CATANIA – Secondo l’accusa, avrebbe sparato a una gamba a un commerciante, per costringerlo a restituirgli dei soldi. Ora la Corte d’appello ha confermato le lesioni e il porto d’armi abusivo. Cade l’accusa di usura.
L’ipotesi di tentata estorsione è stata invece derubricata in esercizio arbitrario delle proprie ragioni, non punibile per difetto di querela. Scende così in appello da sei anni e tre mesi a 3 anni e 2 mesi la pena a cui è stato condannato Giuseppe Di Mauro.
La riduzione in appello
Settantacinquenne catanese, difeso dall’avvocato Vito Di Stefano, era accusato di aver prestato una somma di 13 mila euro a un commerciante nel 2018 e di aver preteso poi 1.300 euro al mese, “premio” salito a 2.500 euro al mese per il mancato pagamento di alcune rate.
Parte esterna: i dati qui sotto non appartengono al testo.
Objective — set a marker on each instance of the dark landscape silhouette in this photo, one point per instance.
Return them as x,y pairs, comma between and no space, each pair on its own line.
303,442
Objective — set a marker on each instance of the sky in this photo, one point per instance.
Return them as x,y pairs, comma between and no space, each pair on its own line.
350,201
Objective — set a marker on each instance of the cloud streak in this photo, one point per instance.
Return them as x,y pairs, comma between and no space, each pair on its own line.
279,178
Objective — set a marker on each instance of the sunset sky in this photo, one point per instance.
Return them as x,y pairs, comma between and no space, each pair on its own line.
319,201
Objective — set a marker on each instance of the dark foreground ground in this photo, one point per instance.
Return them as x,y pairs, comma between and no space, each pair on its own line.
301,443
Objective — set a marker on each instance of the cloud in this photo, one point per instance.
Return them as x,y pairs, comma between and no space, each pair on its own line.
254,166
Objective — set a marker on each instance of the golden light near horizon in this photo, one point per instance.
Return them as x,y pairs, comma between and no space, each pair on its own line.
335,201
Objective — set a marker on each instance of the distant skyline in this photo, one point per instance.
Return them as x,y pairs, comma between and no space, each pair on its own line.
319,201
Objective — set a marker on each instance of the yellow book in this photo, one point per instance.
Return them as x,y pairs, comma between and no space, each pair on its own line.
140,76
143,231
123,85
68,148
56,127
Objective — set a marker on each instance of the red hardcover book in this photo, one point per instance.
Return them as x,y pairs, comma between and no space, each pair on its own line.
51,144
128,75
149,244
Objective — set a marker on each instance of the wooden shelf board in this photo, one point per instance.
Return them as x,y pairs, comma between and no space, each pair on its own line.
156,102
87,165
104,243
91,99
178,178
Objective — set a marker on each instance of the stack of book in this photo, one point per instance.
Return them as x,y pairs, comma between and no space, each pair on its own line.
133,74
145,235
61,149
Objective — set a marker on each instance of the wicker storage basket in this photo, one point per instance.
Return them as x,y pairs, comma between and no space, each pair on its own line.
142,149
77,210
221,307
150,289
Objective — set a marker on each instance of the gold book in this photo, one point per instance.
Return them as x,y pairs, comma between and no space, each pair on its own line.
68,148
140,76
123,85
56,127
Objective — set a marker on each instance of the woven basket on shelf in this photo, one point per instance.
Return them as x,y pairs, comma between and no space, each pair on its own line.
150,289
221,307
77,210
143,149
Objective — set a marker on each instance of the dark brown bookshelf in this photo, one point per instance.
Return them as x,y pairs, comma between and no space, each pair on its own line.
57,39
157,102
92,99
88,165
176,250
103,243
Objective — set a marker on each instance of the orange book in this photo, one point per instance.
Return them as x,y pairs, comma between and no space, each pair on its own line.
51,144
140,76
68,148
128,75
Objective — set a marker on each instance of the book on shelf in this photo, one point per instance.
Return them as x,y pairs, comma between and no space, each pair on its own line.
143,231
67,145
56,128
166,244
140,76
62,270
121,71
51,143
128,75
Ma per i giudici della terza sezione penale della Corte, presieduta da Francesco Lentano, il reato di usura “non sussiste”. La tentata estorsione ipotizzata, in realtà, sarebbe stata la richiesta di un pagamento, illegale in quanto “arbitraria” ma perseguibile solo su denuncia della persona offesa.
Lo sparo in macchina
Per questo, pure tale ipotesi di reato è caduta. Ciò che è rimasto in piedi, tuttavia, è il resto. Con una pistola, in pratica, avrebbe sparato a un uomo ultrasessantacinquenne a una gamba.
La vittima è un commerciante di abbigliamento, che dopo il ferimento sarebbe riuscito a raggiungere autonomamente, il 5 aprile 2018, il pronto soccorso del Vittorio Emanuele. Qui gli fu diagnosticata una “frattura spiroide” del “terzo medio distale” del femore destro.
Il verdetto
Secondo l’accusa, Di Mauro gli aveva dato appuntamento per parlare dei soldi. Poi all’improvviso gli animi si sarebbero surriscaldati, tanto che l’imputato gli avrebbe sparato a una gamba. Fortunatamente il Vittorio Emanuele era lì a due passi.
La Corte d’appello si è riservata novanta giorni di tempo per depositare le motivazioni della sentenza, poi inizieranno a decorrere i termini per eventuali ulteriori ricorsi della difesa in Cassazione.